One question is which one Trump’s stance will prove to be.

In April, after some of Kim’s threatening antics, the White House said it was sending an armada to North Korea, though no ships were en route. After meeting with Chinese President Xi Jinping, Trump said the situation is “not as simple as people would think.”

By contrast, the Pentagon’s official statements in the past 48 hours sounded sharp and deliberately broad. The U.S. and South Korea carried out a joint missile drill.

“We strongly condemn this act by North Korea. It is escalatory, it is destabilizing, it is also dangerous,” said Pentagon spokesman Capt. Jeff Davis.

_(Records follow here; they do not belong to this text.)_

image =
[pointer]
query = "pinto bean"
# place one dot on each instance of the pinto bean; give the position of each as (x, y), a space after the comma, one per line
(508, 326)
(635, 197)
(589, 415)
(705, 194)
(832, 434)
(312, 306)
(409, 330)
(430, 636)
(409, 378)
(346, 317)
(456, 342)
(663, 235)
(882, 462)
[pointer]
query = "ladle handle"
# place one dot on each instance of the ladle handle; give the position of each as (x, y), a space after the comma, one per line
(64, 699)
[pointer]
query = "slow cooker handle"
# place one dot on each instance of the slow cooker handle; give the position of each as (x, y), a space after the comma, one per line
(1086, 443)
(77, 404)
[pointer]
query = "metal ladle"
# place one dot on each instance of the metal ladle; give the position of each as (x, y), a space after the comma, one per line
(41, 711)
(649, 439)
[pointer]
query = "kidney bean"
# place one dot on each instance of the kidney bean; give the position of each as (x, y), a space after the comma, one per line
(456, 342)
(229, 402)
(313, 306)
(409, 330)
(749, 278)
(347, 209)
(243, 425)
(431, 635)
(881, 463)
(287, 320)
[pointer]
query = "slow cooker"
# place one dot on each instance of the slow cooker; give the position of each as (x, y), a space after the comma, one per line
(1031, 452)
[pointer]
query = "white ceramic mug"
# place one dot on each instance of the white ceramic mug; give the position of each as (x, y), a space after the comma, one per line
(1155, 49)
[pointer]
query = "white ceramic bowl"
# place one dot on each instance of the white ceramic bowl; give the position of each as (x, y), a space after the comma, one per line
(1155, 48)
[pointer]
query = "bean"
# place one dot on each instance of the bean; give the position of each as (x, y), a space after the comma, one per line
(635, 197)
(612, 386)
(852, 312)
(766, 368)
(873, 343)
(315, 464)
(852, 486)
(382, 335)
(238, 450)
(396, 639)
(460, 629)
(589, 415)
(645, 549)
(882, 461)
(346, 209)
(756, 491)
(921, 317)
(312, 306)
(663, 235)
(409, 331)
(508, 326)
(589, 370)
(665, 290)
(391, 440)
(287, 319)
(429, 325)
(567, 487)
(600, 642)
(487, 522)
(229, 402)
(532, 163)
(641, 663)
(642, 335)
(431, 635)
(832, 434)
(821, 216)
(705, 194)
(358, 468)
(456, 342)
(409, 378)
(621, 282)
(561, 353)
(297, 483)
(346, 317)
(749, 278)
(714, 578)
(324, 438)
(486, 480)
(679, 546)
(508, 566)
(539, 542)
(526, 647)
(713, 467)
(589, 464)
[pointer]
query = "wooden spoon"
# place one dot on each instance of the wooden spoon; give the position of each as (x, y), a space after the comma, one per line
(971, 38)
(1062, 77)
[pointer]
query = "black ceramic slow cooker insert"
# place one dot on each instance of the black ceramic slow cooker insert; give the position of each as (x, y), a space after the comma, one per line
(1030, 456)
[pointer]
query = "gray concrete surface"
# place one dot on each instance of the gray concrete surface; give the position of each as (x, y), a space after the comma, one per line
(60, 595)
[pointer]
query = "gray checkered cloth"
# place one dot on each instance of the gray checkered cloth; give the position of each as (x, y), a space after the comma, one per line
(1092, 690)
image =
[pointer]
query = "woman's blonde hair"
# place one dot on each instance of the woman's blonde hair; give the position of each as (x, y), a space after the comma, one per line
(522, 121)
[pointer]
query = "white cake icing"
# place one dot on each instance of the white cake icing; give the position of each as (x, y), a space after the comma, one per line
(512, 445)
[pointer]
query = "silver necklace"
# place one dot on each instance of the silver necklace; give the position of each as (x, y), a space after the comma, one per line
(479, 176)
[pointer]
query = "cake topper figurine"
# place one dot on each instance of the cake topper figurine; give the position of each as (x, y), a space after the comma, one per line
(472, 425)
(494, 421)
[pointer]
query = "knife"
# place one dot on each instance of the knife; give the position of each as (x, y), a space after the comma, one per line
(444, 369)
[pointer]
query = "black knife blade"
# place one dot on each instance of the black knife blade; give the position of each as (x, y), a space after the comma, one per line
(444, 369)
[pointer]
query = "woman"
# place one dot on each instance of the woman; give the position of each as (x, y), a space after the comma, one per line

“This act demonstrates that North Korea poses a threat to the United States and our allies, and we remain prepared to defend ourselves and our allies and to use the full range of capabilities at our disposal.”

What happens next?

Secretary of State Rex Tillerson added: “Any country that hosts North Korean guest workers, provides any economic or military benefits, or fails to fully implement UN Security Council resolutions is aiding and abetting a dangerous regime.”

But what happens next?

Trump meets this week with, among others, Chinese and Russian leaders. Trade is a prime issue, but the goals in North Korea are gaining urgency. Saber-rattling and tough talk will no doubt continue — toward what resolution, nobody on earth could know for sure.